Giving businesses a break in a form of tax relief or consolidating taxes signals that the city is serious about being open for business. These are only one of many methods the city can look into in order to attract more businesses (and hopefully a diversity of businesses too).

Option 3: Revitalize our communities!

One of the items that gets overlooked is the fact that city infrastructure needs to be maintained and repaired over time. Without an appreciation for this, many jurisdictions, including Alberta, fall into an even greater infrastructure deficit. The Federation of Canadian Municipalities estimated the combined infrastructure deficit in Canada to be $123 billion and these are 2007 figures. One can imagine the impact this can have if existing infrastructure is not taken care of. By creating a fund as Council has suggested, money could go towards the following (copied verbatim from city’s website):

  • Replacement and enhancement of sidewalks, curbs and gutters, as well as street light replacement, overhead utility relocation and road, cycling, and pedestrian enhancements; and
  • Maintenance and modest upgrades to parks, pathways, playgrounds, community buildings, and community recreation facilities.

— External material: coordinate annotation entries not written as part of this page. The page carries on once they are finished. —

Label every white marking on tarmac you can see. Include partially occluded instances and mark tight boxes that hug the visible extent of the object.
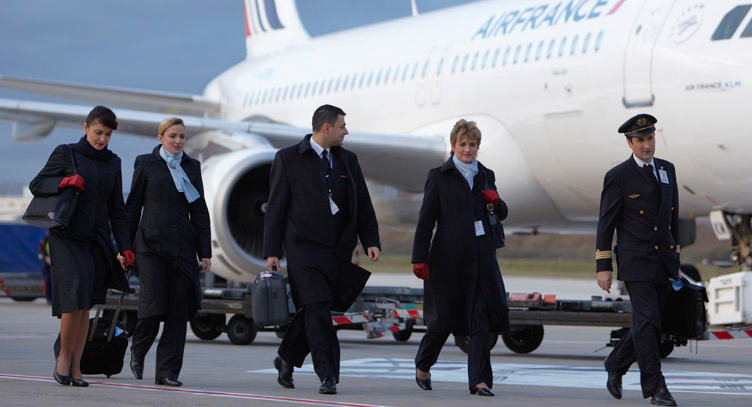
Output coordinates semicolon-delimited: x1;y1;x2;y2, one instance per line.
247;358;752;397
0;370;396;407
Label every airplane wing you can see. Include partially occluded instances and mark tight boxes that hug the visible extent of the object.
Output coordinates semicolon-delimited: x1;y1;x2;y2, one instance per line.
0;75;219;115
0;98;449;192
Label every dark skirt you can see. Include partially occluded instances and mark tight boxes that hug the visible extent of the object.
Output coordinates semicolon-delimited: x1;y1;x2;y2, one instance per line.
50;232;102;317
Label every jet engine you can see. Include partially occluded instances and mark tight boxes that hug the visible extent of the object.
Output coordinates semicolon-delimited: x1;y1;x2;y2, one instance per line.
202;139;276;282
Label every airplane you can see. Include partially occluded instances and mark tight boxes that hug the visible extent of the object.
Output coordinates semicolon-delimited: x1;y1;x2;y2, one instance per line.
0;0;752;282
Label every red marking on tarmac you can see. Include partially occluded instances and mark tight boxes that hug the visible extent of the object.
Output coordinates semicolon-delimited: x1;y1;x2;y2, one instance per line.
0;373;396;407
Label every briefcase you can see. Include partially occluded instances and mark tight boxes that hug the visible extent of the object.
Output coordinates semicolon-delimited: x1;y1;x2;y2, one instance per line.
661;279;708;339
250;269;290;328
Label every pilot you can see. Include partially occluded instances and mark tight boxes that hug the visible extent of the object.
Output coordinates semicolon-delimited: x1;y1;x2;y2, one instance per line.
595;114;679;406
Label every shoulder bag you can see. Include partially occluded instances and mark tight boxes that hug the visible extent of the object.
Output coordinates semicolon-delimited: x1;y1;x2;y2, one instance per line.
23;145;79;229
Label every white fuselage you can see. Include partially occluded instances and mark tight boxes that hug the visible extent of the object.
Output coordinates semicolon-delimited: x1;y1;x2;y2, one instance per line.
206;0;752;232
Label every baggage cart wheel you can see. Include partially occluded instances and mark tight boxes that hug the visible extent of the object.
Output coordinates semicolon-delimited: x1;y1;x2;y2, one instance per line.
454;334;499;353
501;325;543;353
227;314;258;345
191;314;225;341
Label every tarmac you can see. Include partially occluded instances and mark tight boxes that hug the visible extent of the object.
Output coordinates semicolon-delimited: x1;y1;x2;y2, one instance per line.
0;275;752;407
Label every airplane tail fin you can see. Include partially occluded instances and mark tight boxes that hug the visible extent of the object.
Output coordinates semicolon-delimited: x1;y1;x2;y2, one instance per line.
244;0;310;59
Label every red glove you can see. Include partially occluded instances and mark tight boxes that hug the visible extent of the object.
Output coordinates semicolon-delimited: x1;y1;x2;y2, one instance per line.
483;189;500;207
57;174;86;191
120;250;136;267
413;263;428;280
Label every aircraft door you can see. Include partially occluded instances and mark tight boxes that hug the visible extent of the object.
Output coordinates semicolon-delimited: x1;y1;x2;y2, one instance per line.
622;0;675;108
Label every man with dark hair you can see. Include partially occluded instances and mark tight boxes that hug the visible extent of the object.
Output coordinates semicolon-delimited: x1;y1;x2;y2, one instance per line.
263;105;381;394
595;114;679;406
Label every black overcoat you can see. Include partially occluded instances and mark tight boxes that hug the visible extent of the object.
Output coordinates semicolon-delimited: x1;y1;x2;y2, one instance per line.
263;134;381;308
596;156;679;283
126;146;211;318
29;141;131;315
412;158;509;333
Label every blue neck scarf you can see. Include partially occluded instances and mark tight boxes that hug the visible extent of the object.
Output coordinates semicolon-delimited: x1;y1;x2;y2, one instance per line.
159;146;201;203
452;155;478;189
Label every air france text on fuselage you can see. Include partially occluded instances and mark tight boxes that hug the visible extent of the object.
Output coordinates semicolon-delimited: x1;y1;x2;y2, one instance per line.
471;0;624;40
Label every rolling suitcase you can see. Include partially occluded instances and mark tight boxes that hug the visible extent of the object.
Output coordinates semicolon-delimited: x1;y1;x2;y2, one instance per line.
251;269;290;327
53;271;130;377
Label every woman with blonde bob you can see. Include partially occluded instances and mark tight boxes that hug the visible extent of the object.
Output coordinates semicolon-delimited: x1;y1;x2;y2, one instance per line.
125;117;211;386
412;120;509;396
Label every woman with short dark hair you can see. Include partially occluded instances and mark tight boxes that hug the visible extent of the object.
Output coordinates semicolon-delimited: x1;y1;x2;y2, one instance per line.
29;106;134;387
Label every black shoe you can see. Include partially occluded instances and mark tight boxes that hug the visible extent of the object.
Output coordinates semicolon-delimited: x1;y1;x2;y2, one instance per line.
52;362;70;386
650;386;676;406
154;377;183;387
274;356;295;389
415;375;433;390
131;355;144;380
71;378;89;387
603;358;622;400
470;386;495;397
319;376;337;394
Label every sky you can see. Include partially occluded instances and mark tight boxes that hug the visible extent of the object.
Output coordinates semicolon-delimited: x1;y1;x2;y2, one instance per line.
0;0;471;195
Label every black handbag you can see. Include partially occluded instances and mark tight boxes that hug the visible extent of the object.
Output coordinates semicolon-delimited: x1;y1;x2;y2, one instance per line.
483;171;507;249
661;278;708;339
23;146;79;229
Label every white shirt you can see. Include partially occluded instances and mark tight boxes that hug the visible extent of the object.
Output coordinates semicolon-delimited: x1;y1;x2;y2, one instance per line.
310;137;334;168
632;154;658;179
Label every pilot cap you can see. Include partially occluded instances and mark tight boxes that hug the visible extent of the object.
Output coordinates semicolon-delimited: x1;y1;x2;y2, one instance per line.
619;113;658;138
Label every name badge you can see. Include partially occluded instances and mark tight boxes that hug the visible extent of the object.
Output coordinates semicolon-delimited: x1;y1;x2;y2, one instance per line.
329;195;339;215
475;220;486;236
658;168;668;184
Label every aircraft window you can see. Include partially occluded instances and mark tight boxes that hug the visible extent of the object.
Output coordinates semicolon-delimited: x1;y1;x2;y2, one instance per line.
559;37;567;56
569;35;580;55
741;13;752;38
582;33;590;54
546;40;556;59
595;31;603;52
710;4;752;41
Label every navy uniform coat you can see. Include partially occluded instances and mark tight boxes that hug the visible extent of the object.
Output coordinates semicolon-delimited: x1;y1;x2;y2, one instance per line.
412;158;509;334
596;156;679;283
263;134;381;308
126;146;211;318
29;140;131;316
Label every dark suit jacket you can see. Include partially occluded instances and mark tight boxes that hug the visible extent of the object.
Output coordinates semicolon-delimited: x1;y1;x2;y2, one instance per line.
125;146;211;317
596;156;679;282
263;134;381;307
412;158;509;333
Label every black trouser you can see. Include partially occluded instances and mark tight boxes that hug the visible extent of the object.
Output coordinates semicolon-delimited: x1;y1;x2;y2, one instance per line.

At its core, road and park maintenance is one of the primary and most visible functions of a municipality. The maintenance of roads and potholes cannot be any more local. Without the basic tools and funds to facilitate the most basic job of a city, we are depriving it the ability to maintain healthy, vibrant, and complete communities. During my lifetime, more communities (on top of the current 90 communities that the city says are older than 50 years) will require maintenance and upgrades. Where will that money come from? Will a short-term saving of $126 on a property tax bill impact what could have been a long-term vision for a revitalization fund that will help everybody’s community for now and the future?

Option 4: Drop the debt!

Live within our means, but this is one issue that Council has been largely silent on. What is more surprising is that those who have argued that the city has a spending problem have advocated a return in taxes rather than paying down the debt. How bad is the debt? The Canada West Foundation reports that while Calgary has lower taxes, the city has a higher debt load per capita compared to many other cities. Looking at the numbers provided by the Ministry of Municipal Affairs, these are numbers rarely discussed when it comes to city finances:

  • Capital debt increased 31% from $2.54 billion in 2009 to $3.34 billion in 2011. 
  • Total debt interest expenses were $129 million in 2011
  • Calgary constitutes for 43% of all capital debts owed by municipalities in the province
  • Fast Forward Weekly reported that almost $1.3 billion of this debt is water and sewer debt (and this is from 2011)

Without doing anything right now to address our debt, each Calgarian (if a population was at 1,120,225 according to the 2012 civic census) owes $2981.54 each in order to pay the debt off excluding interest. Whatever your fiscal stance in terms of more or less spending, the city’s debt needs to be addressed immediately.

Option 5: Give it back!

Each household on average will receive a $126 “discount” on their 2014 tax bill should Council choose this option. This is a one time tax relief that does not address the bigger question whether you believe Council needs to stop spending or increase spending.

There is a looming and rapidly growing capital debt that needs to be addressed (both in terms of real debt and infrastructure debt). Trying to keep up with new communities is pushing us into more and more debt each year. How do we as a city address growth while grappling with debt? Is spending a problem when we are trying to develop new communities like Keystone Hills or Belvedere? If it’s a revenue problem, then do we look pass the archaic property tax and find new sources of income? Would a city charter put an end to how limited a city is in terms of revenue?

Final Thoughts

These are long-term questions that my generation will have to face if we aren’t honest about our finances. There is no easy answer, but returning the money to citizens (as much as we would like to have it back) will not reduce our deficit nor will it solve our growing pains. If we are so hard-pressed for the cash back, then the question becomes “why did the citizens let it become this way?”